Quando seguimos pelos variados festivais de cinema do Mundo, é impossível não pararmos no mais mediático e, provavelmente, o maior de todos eles, o Festival de Cannes, e foi com a 68ª edição que rumei em busca desse encontro. Obviamente quem está habituado a cobrir festivais cinematográficos portugueses, o Festival de Cannes é outra dimensão, um mundo aparte que funciona toda uma utopia da 7ª Arte. Pois, é que a cidade costeira não só recebe o certame mais competitivo do ano, mas também outras secções paralelas, desde a Quinzena de Realizadores até à Semana da Critica, passando pelo Marché du Film, Mercado do Filme em bom português, onde os maiores negócios da indústria cinematográfica são decorridos lado-a-lado com a tão cobiçada gala de estrelas.

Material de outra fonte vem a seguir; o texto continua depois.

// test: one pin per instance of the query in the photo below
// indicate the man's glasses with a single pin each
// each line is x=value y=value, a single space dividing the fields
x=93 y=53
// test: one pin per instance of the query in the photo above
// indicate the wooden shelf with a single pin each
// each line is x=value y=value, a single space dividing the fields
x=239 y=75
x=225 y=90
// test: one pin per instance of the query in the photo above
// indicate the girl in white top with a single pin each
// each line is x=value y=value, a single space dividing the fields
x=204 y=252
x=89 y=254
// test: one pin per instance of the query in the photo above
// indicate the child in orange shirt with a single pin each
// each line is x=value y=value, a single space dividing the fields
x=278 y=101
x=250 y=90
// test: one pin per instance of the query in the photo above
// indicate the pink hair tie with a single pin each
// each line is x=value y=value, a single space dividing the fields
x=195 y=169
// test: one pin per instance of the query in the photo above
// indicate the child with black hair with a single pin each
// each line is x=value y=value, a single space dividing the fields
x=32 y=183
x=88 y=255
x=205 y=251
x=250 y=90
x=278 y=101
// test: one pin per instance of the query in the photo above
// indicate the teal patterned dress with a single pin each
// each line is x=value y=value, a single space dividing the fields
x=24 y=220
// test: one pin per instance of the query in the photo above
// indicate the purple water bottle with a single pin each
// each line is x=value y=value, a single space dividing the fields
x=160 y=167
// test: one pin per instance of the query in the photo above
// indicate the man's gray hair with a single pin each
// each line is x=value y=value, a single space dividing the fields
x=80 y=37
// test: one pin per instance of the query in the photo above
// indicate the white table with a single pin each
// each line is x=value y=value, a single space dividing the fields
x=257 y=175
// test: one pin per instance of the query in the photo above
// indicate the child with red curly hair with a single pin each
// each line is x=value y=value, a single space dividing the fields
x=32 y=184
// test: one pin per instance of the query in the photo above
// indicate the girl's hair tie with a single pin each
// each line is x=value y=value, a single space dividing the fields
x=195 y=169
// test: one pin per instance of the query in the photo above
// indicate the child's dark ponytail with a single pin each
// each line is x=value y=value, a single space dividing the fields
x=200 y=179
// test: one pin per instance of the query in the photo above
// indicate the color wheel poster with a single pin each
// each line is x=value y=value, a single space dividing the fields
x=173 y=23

Pois bem, é que Cannes é muito mais que tapete vermelho, que estrelas a pavonear entre os fotógrafos, ou multidões ansiosas por conhecer cara-a-cara os seus ícones do grande ecrã, o Festival de Cannes é também uma corrida contra o tempo para qualquer jornalista e muito mais para os críticos de cinema, tão desejosos por oferecer ao Mundo as primeiras visões de algumas das mais esperadas produções.
Depois de exaustivos 12 dias, estou pronto para vos dar em “primeira mão” o que de bom, de mau ou até revelador vem de Cannes até ao nosso país (esperemos nós).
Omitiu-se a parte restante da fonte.